Hello All,
I've been trying to figure out how to parse the timestamp 2017/07/25 12:14:53,849 Europe/San_Marino
so that it recognizes the timezone as well. This is not the timestamp being used as the _time
value associated to the event, which is also happens to be in the same format (it's is configured in props.conf
as TZ = Europe/San_Marino
).
I've gone as far as eval timestamp=strptime(timestamp, "%Y/%m/%d %H:%M:%S,%f")
but I can't figure out the last bit since %Z
expects a UTC offset which I don't have. I've considered just adding +01:00
to the result, but I'm not sure whether that will account for daylight savings...
Any help would be greatly appreciated!
Best regards,
Andrew
Are your servers in that same timezone (Europe/San_Marino)? Probably not too important, but if they are, you don't need to look at the timezone. So I suspect you are in a situation where that is not the case.
Is the TZ (Europe/San_Marino) in the events? According to https://en.wikipedia.org/wiki/List_of_tz_database_time_zones, that is a valid TZ string value.
If you answer to the last question is yes, then your time format should probably be something like:
%Y/%m/%d %H:%M:%S,%N %Z
%z is the offset, while %Z is the TZ string value. See:
http://docs.splunk.com/Documentation/Splunk/latest/Data/Applytimezoneoffsetstotimestamps
I need to be able to parse the timezone specified in the field so that I can convert the timestamp to UTC.
Using %Z
doesn't seem to work. Would it be able to parse Europe/San_Marino
? The documentation here states that %Z is "The timezone abbreviation. For example EST for US Eastern Standard Time". Maybe it's expecting CET
or CEST
rather than Europe/San_Marino
. If I parse CET
, do you think it would recognize in July that it should be CEST
?
Regards,
Andrew
Yes, the code I posted above worked exactly as posted. %Z properly translates both the short and long TZ codes. (At least on my system.)
https://en.wikipedia.org/wiki/List_of_tz_database_time_zones
Correct. Daylight savings is currently in force, so it's UTC +2.00
RUn anywhere proof:
| makeresults
| eval mytime="2017/07/25 12:14:53,849 Europe/San_Marino"
| eval timestamp=strptime(mytime, "%Y/%m/%d %H:%M:%S,%f %Z")
| eval mytime2=strftime(timestamp,"%Y/%m/%d %H:%M:%S,%f")
I've tried running this search, but it doesn't work: in particular it doesn't parse the %Z
. If I remove it then timestamp
and mytime2
are returned, but those will be with my system timezone rather than Europe/San_Marino
.
Regards,
Andrew
Wait - you've tried to run the run-anywhere search I posted above? And it didn't work?
That's run-anywhere code, and it doesn't use any recently added commands. Copy and paste on any splunk system, it should work. If your system is up-to-date, it can't fail.

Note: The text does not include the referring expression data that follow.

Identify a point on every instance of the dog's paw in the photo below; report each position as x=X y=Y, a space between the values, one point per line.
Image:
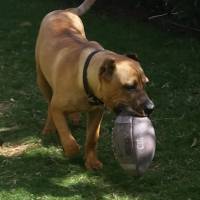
x=93 y=164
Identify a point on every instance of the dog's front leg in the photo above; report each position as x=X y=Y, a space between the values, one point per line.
x=93 y=129
x=68 y=142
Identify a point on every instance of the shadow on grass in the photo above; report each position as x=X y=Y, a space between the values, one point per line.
x=45 y=172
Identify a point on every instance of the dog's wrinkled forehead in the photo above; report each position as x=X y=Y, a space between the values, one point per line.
x=130 y=72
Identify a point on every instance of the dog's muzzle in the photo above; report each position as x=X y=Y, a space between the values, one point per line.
x=147 y=108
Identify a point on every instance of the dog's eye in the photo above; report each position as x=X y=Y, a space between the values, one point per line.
x=130 y=87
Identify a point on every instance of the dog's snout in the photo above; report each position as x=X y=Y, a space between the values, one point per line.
x=149 y=107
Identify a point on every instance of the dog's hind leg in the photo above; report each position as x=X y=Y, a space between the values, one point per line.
x=47 y=93
x=93 y=129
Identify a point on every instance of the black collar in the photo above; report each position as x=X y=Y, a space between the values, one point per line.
x=92 y=99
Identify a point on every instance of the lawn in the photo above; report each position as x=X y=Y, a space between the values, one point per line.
x=34 y=168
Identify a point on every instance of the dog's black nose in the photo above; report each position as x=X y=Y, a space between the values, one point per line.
x=149 y=107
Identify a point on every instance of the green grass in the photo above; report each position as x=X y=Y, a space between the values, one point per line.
x=42 y=172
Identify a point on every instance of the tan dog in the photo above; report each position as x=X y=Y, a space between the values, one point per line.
x=77 y=75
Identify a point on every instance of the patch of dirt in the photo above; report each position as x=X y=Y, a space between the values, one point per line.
x=15 y=150
x=4 y=107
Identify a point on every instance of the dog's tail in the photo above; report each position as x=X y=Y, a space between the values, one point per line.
x=83 y=8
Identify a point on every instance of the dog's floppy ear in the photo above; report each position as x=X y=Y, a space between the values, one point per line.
x=133 y=56
x=107 y=69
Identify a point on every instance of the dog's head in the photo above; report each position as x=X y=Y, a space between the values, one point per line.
x=122 y=85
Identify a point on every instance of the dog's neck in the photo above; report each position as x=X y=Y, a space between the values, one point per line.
x=91 y=78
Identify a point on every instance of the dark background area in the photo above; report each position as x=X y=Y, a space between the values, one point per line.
x=171 y=15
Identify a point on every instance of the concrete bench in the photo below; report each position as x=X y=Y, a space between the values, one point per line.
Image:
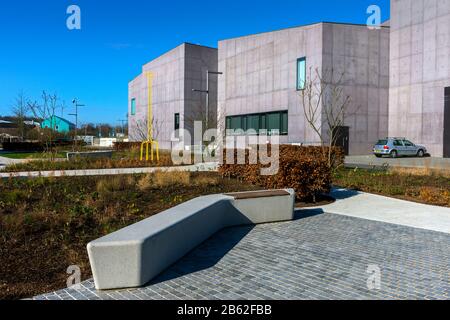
x=90 y=155
x=134 y=255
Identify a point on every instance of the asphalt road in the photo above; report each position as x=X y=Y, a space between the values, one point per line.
x=407 y=162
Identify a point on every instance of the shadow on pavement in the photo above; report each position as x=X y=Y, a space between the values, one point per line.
x=205 y=256
x=340 y=194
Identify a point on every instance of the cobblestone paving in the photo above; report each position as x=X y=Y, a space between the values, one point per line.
x=319 y=256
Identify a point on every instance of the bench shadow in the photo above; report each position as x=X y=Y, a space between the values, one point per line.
x=340 y=193
x=206 y=255
x=307 y=213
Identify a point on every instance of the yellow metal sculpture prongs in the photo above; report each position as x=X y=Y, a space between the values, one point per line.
x=151 y=144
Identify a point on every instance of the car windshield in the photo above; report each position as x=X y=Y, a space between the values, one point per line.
x=381 y=143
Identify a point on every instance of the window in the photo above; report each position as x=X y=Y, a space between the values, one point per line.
x=301 y=73
x=133 y=107
x=177 y=125
x=273 y=122
x=177 y=121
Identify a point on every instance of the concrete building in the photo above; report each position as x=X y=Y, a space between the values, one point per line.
x=398 y=77
x=175 y=105
x=263 y=74
x=419 y=97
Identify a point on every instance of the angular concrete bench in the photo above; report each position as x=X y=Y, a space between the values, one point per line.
x=90 y=155
x=134 y=255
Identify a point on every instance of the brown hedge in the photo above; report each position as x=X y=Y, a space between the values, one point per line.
x=304 y=169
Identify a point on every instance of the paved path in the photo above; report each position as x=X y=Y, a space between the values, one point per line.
x=371 y=161
x=389 y=210
x=106 y=172
x=317 y=256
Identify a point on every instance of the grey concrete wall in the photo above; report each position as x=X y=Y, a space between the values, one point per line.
x=260 y=76
x=362 y=56
x=419 y=70
x=200 y=60
x=176 y=73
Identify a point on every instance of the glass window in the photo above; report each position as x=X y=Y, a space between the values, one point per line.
x=228 y=124
x=133 y=107
x=177 y=121
x=236 y=123
x=301 y=73
x=284 y=123
x=264 y=123
x=273 y=121
x=253 y=122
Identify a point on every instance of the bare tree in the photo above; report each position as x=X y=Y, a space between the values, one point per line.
x=46 y=111
x=141 y=129
x=20 y=111
x=325 y=106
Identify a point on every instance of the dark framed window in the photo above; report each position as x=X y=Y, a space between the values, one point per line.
x=133 y=106
x=177 y=121
x=301 y=73
x=273 y=122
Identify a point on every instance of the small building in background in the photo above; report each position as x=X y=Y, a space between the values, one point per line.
x=58 y=124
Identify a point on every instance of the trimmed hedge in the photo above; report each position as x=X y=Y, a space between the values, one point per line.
x=126 y=146
x=304 y=169
x=34 y=146
x=23 y=146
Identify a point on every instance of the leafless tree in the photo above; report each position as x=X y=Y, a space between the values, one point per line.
x=46 y=110
x=141 y=129
x=20 y=111
x=325 y=106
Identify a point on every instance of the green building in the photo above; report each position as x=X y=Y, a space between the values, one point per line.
x=58 y=124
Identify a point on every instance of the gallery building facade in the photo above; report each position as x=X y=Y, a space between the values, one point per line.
x=397 y=76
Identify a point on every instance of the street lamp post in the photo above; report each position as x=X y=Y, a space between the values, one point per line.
x=76 y=105
x=207 y=94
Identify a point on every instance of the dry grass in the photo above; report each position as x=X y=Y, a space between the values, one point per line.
x=421 y=185
x=421 y=171
x=45 y=223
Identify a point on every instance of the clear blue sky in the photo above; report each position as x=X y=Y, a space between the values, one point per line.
x=95 y=64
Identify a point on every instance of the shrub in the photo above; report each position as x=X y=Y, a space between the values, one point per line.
x=304 y=169
x=23 y=146
x=126 y=146
x=167 y=179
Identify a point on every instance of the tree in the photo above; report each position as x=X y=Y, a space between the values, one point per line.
x=325 y=106
x=46 y=110
x=20 y=111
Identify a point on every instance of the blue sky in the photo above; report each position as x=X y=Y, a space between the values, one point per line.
x=95 y=64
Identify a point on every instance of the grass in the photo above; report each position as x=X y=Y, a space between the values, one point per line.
x=418 y=185
x=31 y=155
x=45 y=223
x=120 y=160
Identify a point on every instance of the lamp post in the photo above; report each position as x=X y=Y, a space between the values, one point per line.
x=76 y=105
x=207 y=94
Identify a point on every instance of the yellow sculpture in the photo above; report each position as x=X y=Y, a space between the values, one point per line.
x=151 y=144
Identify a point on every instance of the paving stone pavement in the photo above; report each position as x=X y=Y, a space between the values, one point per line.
x=317 y=256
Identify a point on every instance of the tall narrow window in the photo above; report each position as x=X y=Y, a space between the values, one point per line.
x=133 y=107
x=301 y=73
x=177 y=125
x=177 y=121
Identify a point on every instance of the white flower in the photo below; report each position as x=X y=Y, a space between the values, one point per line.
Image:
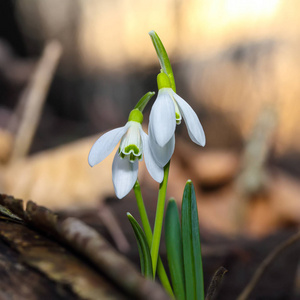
x=134 y=145
x=167 y=110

That probably means you have an out-of-date, missing or corrupted zoneinfo (TZ) database file somewhere.
From this page ... http://docs.splunk.com/Documentation/Splunk/latest/Data/ApplyTimezoneOffsetsToTimeStamps#zoneinfo_.2...
• UNIX versions of Splunk software rely on a TZ database included with the UNIX distribution you're running on. Most UNIX distributions store the database in the directory: /usr/share/zoneinfo.
• Solaris versions of Splunk software store TZ information in this directory: /usr/share/lib/zoneinfo.
• Windows versions of Splunk software ship with a copy of the TZ database.
Hi there, did you try %:z
?
@alemarzu, @andrewtrobec - as per @cpetterborg's comment, it's capital z : %Z.